Myeloid Liver Kinase B1 depletion is associated with a reduction in alveolar macrophage numbers and an impaired host defense during gram-negative pneumonia.

BACKGROUND: Liver kinase B1 (LKB1) has been studied extensively as a tumor suppressor gene (Stk11) in the context of cancer. We hypothesized that myeloid LKB1 plays a role in innate immunity during pneumonia.

METHODS: Mice deficient for LKB1 in myeloid cells (LysM-cre x Stk11fl/fl ) or neutrophils (Mrp8-cre x Stk11fl/fl) were infected with Klebsiellapneumoniae via the airways. LysM-cre x Stk11fl/fl mice were also intranasally challenged with lipopolysaccharide (LPS).

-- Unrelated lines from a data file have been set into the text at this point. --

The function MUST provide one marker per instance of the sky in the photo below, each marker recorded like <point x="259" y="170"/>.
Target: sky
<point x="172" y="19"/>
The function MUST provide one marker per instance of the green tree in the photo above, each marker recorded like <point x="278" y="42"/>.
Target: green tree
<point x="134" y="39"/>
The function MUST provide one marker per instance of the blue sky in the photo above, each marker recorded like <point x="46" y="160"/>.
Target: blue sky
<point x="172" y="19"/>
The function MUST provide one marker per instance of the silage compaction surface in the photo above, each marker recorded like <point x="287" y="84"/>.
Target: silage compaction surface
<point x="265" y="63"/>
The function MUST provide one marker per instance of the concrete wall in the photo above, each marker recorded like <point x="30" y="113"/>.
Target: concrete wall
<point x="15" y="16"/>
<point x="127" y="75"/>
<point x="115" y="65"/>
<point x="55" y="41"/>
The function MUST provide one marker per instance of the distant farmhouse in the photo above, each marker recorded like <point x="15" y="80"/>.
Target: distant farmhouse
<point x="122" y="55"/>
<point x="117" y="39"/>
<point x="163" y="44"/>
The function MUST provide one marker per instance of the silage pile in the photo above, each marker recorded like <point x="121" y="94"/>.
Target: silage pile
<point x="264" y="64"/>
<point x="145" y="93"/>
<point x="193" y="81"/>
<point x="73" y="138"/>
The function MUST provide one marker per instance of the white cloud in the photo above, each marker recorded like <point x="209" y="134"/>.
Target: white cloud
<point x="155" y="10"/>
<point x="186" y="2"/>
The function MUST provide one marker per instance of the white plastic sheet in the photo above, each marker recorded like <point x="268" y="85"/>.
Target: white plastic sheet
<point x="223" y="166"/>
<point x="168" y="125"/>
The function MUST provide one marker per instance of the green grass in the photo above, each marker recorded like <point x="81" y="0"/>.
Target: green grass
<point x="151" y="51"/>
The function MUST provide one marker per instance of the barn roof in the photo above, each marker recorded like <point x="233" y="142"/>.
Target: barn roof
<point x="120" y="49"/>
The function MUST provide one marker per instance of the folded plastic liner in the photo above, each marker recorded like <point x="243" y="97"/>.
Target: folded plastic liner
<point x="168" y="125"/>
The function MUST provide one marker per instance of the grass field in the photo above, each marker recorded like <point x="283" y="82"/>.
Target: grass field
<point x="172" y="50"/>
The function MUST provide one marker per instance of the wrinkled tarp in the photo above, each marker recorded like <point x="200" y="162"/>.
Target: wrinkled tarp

RESULTS: Myeloid, but not neutrophil LKB1 deficient mice had increased bacterial loads in lungs from 6 to 40 hours after infection as compared to control mice, pointing at a role for LKB1 in macrophages. Myeloid LKB1 deficiency was associated with reduced cytokine release into the airways upon local LPS instillation. The number of classical (SiglecFhighCD11bneg) alveolar macrophages (AMs) was reduced by approximately 50% in the lungs of myeloid LKB1 deficient mice, which was not caused by increased cell death or reduced proliferation. Instead, myeloid LKB1 deficient mice had AMs with a 'non-classical' (SiglecFlowCD11bpos) phenotype. AMs did not upregulate glycolysis in response to LPS, irrespective of LKB1 presence.

CONCLUSION: Myeloid LKB1 is important for local host defense during Klebsiella pneumonia by maintaining adequate AM numbers in the lung.